Pas question de refaire l’élection présidentielle. Emmanuel Macron est bien président de la République pour les cinq ans à venir. Mais à Strasbourg, l’expérimentation d’autres modes de scrutin menée par des universitaires lors du premier tour de la présidentielle vient de livrer des résultats différents dans deux bureaux de vote.

>> A lire aussi : Strasbourg: Des modes de scrutin par notation testés par des chercheurs dans deux bureaux de vote

C’est Rue89 Strasbourg qui révèle ce mercredi l’analyse de ces travaux dirigés par la chercheuse Herrade Igersheim. Ainsi, dans les deux bureaux de la salle de la Bourse (historiquement à gauche), Jean-Luc Mélenchon arrive en tête devant Benoît Hamon dans un vote par approbation et un autre scrutin par notation (de 0 à 3).

Deux modes de scrutin testés voient un second tour Mélenchon - Hamon

Pourtant, au scrutin uninominal (réel) que l’on connaît, le candidat du Parti socialiste n’est arrivé que cinquième au premier tour avec 10,35 % des voix de ces deux bureaux strasbourgeois, le 23 avril. Derrière Jean-Luc Mélenchon (29,76 %), Emmanuel Macron (25,75 %), François Fillon (15,28 %) et Marine Le Pen (15,85 %).

En fait, l’étude, menée en parallèle à Grenoble ou Saint-Etienne, montre donc des résultats bien différents lorsque les participants n’ont plus à choisir un candidat unique, grâce aux 1.071 volontaires strasbourgeois (sur les 1.874 votants de ces deux bureaux). Mais pas tous les mêmes, loin de là, suivant le mode de scrutin.

Marine Le Pen dernière lorsqu’est intégrée une possible note négative

Lorsqu’il a fallu approuver plusieurs candidats (en les cochant d’une croix) parmi les onze du premier tour, les 919 participants ont commencé par placer Jean-Luc Mélenchon, Benoît Hamon et Emmanuel Macron à plus de 45 %. Dans cet ordre. Avec, respectivement, 50,83, 45,22 et 45,36 % des suffrages chacun.

Quant au vote par notation, plusieurs formats étaient aussi expérimentés. La proposition de 0 à 3 (aux 257 bulletins) est, devant les résultats, encore profitable à Benoît Hamon (avec une moyenne de 1,32 % contre 1,31 % à Emmanuel Macron). De 0 à 2 (avec 229 participants), l’actuel président passe néanmoins au second tour de l’expérimentation.

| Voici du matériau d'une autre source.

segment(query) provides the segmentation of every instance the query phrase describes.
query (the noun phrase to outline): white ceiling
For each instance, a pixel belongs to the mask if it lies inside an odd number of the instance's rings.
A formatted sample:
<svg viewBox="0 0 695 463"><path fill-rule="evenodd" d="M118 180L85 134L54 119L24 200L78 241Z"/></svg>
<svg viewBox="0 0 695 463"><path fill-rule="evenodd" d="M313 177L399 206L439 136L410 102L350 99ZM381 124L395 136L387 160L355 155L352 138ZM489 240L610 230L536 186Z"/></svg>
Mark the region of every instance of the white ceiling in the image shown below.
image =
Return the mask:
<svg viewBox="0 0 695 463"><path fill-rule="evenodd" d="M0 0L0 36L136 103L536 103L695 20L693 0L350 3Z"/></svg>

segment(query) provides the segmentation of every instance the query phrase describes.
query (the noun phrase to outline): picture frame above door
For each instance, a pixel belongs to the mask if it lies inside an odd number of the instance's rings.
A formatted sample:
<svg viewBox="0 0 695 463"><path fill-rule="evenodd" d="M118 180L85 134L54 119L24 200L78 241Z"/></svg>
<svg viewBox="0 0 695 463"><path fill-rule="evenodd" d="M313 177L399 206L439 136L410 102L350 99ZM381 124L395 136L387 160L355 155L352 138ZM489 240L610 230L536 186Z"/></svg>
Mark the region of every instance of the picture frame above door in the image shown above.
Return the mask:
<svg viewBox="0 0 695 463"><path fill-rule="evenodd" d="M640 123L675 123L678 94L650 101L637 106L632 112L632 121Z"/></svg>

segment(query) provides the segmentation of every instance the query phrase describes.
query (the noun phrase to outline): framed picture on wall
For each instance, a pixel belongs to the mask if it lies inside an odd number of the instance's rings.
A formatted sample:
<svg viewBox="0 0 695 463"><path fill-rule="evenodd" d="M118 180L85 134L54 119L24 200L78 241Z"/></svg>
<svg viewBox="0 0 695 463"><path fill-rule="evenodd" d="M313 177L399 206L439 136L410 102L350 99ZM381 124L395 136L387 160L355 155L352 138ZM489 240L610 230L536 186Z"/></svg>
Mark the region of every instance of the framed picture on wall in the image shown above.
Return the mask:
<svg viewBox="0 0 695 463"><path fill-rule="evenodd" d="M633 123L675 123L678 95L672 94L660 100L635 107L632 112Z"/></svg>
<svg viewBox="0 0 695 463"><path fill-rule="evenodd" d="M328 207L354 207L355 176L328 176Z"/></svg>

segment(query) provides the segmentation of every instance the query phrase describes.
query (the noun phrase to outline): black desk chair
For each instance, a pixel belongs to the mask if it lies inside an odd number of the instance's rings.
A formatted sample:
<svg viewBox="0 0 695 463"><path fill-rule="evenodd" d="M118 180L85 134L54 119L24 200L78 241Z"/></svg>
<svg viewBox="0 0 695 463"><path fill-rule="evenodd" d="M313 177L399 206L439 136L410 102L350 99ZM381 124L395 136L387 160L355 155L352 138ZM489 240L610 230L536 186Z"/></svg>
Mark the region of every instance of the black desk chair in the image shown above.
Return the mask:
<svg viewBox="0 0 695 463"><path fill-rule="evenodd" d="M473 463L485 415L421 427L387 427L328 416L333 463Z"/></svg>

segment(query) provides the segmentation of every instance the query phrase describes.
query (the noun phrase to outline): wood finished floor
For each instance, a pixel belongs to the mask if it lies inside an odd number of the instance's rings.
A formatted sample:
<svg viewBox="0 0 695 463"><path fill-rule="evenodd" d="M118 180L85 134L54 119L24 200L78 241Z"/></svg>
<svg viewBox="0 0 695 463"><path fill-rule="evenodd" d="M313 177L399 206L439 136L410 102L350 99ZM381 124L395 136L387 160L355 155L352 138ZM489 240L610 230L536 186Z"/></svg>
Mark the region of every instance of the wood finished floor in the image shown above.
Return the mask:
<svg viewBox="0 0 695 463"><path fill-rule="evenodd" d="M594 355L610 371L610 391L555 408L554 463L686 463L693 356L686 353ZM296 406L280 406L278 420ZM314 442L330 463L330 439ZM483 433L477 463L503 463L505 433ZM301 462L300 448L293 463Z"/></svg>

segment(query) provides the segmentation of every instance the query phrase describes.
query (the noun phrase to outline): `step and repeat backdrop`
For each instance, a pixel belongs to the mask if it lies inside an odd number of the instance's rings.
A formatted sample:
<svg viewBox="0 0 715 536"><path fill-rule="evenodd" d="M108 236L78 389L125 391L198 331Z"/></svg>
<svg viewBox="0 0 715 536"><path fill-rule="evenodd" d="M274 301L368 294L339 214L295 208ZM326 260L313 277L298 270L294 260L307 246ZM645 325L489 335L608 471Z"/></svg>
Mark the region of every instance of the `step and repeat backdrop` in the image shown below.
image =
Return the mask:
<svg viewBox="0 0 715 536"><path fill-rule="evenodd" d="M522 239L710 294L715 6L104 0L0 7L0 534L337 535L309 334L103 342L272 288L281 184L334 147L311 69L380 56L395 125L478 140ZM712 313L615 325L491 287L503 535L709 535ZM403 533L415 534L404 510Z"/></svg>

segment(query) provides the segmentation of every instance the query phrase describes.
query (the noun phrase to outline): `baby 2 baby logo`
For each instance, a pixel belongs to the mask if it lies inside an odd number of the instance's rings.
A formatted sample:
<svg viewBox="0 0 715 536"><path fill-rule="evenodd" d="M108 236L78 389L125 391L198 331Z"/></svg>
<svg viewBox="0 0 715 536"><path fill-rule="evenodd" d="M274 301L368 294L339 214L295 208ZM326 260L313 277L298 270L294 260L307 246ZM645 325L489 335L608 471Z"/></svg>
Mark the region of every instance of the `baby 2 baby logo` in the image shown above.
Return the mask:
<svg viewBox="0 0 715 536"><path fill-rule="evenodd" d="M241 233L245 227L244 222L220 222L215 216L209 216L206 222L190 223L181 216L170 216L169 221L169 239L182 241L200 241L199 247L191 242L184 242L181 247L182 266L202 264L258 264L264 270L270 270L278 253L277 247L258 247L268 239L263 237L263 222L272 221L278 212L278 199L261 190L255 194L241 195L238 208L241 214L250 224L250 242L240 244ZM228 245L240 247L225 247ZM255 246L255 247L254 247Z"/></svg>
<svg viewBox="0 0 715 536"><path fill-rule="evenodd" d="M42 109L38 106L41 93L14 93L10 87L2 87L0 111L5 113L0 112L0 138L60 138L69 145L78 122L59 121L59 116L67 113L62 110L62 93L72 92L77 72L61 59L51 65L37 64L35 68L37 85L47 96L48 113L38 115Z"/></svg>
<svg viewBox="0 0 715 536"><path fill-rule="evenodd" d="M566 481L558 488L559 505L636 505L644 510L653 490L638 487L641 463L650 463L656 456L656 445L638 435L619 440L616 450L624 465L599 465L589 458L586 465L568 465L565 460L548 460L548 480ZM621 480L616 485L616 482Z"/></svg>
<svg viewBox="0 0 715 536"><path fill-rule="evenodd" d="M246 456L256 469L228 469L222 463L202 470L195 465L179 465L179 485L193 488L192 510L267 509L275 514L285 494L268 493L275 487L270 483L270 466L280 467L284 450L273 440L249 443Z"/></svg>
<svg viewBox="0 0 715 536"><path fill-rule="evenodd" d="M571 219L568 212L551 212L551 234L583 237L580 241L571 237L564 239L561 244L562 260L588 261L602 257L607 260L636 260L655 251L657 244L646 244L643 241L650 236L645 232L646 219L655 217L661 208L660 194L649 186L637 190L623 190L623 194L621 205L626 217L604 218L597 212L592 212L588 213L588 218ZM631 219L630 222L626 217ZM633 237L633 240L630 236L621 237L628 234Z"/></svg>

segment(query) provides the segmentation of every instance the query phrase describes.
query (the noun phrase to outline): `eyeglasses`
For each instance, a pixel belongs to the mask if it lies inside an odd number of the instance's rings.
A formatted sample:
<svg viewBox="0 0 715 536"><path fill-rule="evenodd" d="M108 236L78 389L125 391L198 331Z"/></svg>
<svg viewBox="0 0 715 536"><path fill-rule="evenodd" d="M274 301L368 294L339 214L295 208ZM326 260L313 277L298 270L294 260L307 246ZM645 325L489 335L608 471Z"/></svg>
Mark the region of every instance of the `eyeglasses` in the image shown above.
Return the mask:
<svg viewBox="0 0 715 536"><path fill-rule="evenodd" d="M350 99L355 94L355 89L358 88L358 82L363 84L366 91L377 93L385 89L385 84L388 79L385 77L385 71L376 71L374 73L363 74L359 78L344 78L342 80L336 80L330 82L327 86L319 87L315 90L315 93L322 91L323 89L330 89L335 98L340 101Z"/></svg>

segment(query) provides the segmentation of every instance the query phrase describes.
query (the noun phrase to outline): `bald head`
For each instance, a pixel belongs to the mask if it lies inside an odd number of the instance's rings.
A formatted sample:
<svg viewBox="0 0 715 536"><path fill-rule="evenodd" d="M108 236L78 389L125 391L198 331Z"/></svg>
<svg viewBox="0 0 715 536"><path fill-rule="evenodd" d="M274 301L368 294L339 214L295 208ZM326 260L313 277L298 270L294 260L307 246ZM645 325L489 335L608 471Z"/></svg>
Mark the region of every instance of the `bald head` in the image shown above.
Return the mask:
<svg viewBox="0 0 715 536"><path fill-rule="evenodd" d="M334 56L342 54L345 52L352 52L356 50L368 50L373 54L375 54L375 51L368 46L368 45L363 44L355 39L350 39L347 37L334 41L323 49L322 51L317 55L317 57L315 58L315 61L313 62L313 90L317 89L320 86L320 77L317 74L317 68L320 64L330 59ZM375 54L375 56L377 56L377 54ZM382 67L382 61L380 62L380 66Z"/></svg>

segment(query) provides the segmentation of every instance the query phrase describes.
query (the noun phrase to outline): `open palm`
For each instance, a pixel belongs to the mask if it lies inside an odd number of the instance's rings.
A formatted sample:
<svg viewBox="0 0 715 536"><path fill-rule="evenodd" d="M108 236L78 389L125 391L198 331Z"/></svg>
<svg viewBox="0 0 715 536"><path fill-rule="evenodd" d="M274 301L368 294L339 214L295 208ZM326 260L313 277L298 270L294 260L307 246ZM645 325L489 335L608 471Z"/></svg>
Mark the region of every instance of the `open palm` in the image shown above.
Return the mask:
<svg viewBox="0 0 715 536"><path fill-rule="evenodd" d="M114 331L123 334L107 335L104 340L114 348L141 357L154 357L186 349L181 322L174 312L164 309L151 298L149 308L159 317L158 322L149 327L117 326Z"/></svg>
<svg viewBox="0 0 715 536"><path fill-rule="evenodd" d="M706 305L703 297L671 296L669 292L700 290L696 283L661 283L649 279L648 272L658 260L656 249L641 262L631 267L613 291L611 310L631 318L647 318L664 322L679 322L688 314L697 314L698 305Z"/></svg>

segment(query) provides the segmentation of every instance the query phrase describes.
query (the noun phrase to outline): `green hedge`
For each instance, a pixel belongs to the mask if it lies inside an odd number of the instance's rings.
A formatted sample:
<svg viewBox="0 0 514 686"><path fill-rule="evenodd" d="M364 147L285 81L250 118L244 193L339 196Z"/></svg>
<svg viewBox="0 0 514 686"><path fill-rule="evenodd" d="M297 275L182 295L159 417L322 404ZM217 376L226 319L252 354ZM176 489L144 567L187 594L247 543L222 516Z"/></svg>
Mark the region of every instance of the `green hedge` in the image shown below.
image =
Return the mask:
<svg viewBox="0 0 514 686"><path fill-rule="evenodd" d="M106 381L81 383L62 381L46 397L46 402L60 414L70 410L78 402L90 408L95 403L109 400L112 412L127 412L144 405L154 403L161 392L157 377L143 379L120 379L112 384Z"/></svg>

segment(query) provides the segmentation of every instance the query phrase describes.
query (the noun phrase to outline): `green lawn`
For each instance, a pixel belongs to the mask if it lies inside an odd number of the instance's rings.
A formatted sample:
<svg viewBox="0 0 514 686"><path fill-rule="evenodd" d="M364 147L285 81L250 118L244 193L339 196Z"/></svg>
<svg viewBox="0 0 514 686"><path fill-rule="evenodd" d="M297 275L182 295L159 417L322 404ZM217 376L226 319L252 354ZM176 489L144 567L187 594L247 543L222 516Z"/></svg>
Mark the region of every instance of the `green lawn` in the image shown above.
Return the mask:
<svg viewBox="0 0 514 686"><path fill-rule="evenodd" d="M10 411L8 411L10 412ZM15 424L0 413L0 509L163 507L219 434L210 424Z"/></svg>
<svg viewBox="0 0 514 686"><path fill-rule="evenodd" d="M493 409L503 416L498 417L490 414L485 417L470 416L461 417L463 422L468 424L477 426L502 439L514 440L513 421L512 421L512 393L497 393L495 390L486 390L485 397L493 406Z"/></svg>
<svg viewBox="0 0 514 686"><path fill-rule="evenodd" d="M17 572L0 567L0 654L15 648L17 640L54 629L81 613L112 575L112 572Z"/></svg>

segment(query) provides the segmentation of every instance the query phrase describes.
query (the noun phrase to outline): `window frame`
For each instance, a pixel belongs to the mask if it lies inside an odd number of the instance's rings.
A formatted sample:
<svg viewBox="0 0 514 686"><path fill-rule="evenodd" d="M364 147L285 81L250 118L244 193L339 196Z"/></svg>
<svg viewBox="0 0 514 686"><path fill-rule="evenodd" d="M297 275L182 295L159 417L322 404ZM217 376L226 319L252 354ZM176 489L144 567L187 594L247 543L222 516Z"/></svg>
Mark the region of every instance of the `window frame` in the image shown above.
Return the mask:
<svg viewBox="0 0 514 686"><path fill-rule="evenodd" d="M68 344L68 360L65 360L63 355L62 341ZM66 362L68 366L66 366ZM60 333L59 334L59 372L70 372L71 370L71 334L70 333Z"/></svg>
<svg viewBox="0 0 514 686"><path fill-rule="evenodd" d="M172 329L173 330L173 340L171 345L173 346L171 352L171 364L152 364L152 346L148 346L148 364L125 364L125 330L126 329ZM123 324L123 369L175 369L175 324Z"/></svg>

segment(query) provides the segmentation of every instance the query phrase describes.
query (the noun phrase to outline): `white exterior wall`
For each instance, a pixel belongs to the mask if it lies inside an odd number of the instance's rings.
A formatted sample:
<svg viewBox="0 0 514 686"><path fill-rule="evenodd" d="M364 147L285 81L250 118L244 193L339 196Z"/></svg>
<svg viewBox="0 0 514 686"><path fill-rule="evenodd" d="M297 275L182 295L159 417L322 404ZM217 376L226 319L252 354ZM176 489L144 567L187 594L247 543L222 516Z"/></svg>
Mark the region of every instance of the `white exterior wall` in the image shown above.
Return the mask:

Des tests pour montrer d’autres systèmes possibles

Enfin, lorsqu’est intégrée une note négative (sur deux tests de -1 à 2 et de -1 à 1 aux 212 et 252 participants) Marine Le Pen arrive dernière dans les deux expérimentations avec -0,58 et -0,51 % de notation de moyenne, soit en dessous, même, de Jacques Cheminade !

Après de premières expérimentations depuis 2007, et notamment déjà dans les mêmes bureaux strasbourgeois, les chercheurs ont simplement cherché à montrer d’autres systèmes possibles. « Tout aussi acceptables et cohérents, complétait le 23 avril Herrade Igersheim. Il s’agit de nourrir la réflexion. » Sans aucun militantisme.